Он вернулся пьяным, распевая песни, часа в три ночи. И проснулся слишком поздно, чтобы успеть побриться, и все-таки опоздал на работу; а после ланча в офис вообще не вернулся — сидел в людном полутемном баре, что за Дворцом Рукх. Сюда они с Иренталем обычно заходили перекусить днем и заказывали пиво и селедку. Когда к шести часам в баре появился Провин, Малер был уже снова пьян.
— Добрый вечер, Провин! Выпьете со мной?
— Спасибо, с удовольствием. Дживани сказал, что вы, возможно, здесь.
Они молча выпили, сидя рядом, притиснутые друг к другу толпой посетителей. Потом Малер выпрямился и торжественно произнес:
— Зла в этом мире не существует, Провин!
— Вот как? — изумился Провин, улыбаясь и глядя на него.

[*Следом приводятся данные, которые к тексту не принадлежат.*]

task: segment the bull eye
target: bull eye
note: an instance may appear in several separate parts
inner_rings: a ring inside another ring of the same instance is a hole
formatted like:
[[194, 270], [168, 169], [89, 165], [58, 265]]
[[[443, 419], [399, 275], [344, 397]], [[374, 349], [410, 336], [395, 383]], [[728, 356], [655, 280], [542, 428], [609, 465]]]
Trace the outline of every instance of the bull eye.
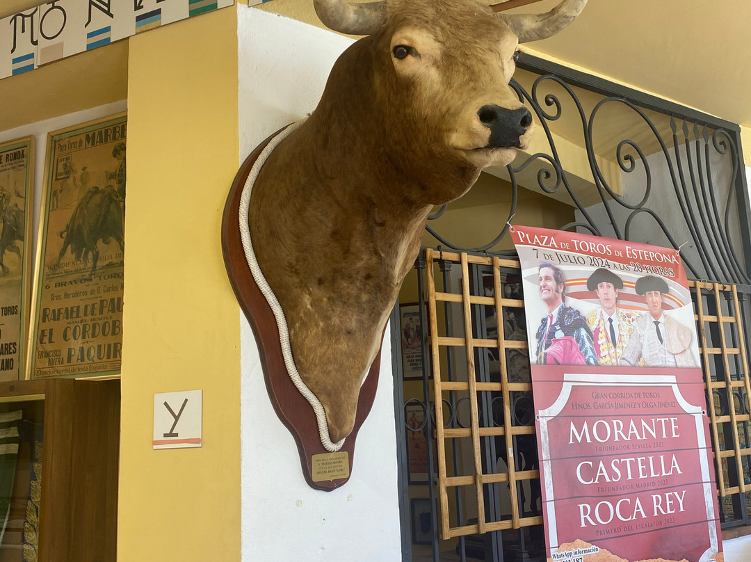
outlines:
[[397, 45], [394, 47], [394, 56], [402, 60], [403, 59], [406, 59], [407, 55], [409, 54], [409, 47], [406, 45]]

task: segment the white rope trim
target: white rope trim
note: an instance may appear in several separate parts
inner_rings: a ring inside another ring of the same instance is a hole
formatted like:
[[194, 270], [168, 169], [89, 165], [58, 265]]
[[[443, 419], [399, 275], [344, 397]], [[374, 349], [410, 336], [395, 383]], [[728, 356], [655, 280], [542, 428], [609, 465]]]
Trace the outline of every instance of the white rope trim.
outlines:
[[258, 159], [253, 164], [253, 168], [251, 168], [250, 174], [248, 174], [248, 179], [246, 180], [245, 186], [243, 188], [243, 194], [240, 200], [240, 234], [243, 240], [243, 247], [245, 249], [245, 257], [248, 261], [248, 267], [250, 267], [250, 271], [253, 274], [253, 279], [255, 279], [258, 289], [261, 289], [261, 292], [266, 298], [266, 301], [268, 302], [269, 306], [271, 307], [271, 311], [274, 313], [274, 317], [276, 319], [276, 326], [279, 328], [279, 343], [282, 344], [282, 355], [284, 357], [284, 363], [287, 367], [287, 373], [297, 390], [310, 403], [313, 411], [315, 412], [315, 419], [318, 424], [318, 434], [321, 436], [321, 443], [327, 451], [336, 452], [344, 445], [344, 440], [342, 439], [337, 443], [331, 441], [331, 438], [329, 436], [328, 422], [326, 421], [326, 412], [324, 410], [323, 404], [315, 397], [315, 394], [312, 393], [312, 391], [307, 387], [307, 385], [303, 382], [300, 373], [297, 372], [297, 367], [294, 364], [294, 359], [292, 357], [292, 349], [289, 344], [289, 330], [287, 328], [287, 319], [285, 318], [282, 307], [279, 305], [279, 301], [276, 300], [276, 295], [271, 290], [271, 287], [269, 286], [266, 277], [264, 276], [264, 273], [258, 266], [258, 262], [255, 258], [255, 252], [253, 252], [253, 244], [250, 240], [250, 227], [248, 224], [250, 193], [253, 189], [253, 184], [255, 183], [255, 179], [258, 177], [258, 172], [261, 171], [261, 168], [264, 165], [264, 162], [266, 162], [266, 159], [271, 154], [274, 148], [276, 147], [276, 145], [302, 125], [305, 119], [302, 119], [290, 125], [284, 131], [271, 139], [271, 141], [266, 145], [258, 156]]

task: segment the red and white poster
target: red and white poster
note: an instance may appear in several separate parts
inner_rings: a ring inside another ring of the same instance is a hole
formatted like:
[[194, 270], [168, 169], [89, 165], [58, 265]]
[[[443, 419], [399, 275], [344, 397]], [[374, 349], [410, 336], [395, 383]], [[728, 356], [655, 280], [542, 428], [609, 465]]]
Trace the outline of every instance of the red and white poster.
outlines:
[[514, 227], [548, 560], [722, 562], [680, 256]]

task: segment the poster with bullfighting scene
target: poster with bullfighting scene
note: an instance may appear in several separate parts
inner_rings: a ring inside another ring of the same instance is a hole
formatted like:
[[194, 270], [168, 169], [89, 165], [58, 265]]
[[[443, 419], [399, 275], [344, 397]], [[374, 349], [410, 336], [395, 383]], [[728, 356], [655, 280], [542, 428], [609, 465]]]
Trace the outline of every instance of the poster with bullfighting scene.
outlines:
[[0, 144], [0, 381], [23, 378], [33, 204], [34, 137]]
[[40, 213], [33, 378], [119, 373], [125, 114], [50, 133]]
[[549, 562], [722, 562], [680, 255], [514, 227]]

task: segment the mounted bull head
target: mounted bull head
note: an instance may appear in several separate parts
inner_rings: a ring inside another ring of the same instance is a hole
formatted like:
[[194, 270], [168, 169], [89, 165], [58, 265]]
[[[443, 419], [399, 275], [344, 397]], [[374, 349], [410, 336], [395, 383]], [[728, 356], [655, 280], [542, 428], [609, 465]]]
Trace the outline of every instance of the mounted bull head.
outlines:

— Да. Никакого. Люди попадают в беду из-за своих высказываний, так что, когда их расстреливают, это их собственная вина, верно? И ничего страшного тут нет. А если же их всего лишь сажают в тюрьму, то тем лучше: в тюрьме легче хранить молчание. Если никто не будет говорить, то никто не будет и лгать, и на самом деле, зла по-настоящему действительно не существует — только ложь. Зло — это ложь. Нужно просто молчать, тогда мир сразу станет добрым. И все вокруг станут хорошими и добрыми. Полицейские — хорошие ребята, у них есть жены и дети, тайные агенты — тоже хорошие люди, настоящие патриоты, и солдаты тоже, и государство у нас хорошее, а мы хорошие граждане великой страны, только рот раскрывать попусту не нужно. Не стоит разговаривать друг с другом, не то невзначай соврешь. И все испортишь. Никогда ни с кем не разговаривайте. Особенно с женщинами. У вас есть мать, Провин? У меня нету. Меня родила девственница, причем совершенно безболезненно. Боль — вранье, ее не существует… ясно? — Он стукнул рукой по краю стойки с таким звуком, точно сломал сухую палку, охнул и побледнел. Побледнел и Провин. Все мужчины в баре — с мрачными лицами, в дешевых серых костюмах — сразу уставились на них; потом волны разговоров зашелестели снова, то усиливаясь, то ослабевая. На висевшем за стойкой календаре был октябрь 1956 года. Малер сунул за пазуху ушибленную руку, прижимая ее к груди, молча взял свой стакан левой рукой и допил пиво. «В Будапеште, в среду, — тихо повторял человеку в комбинезоне, видимо, штукатуру, сосед Малера, — в среду. »
— Так это все правда?
Провин кивнул:
— Правда.
— А вы не из Сорга, Провин?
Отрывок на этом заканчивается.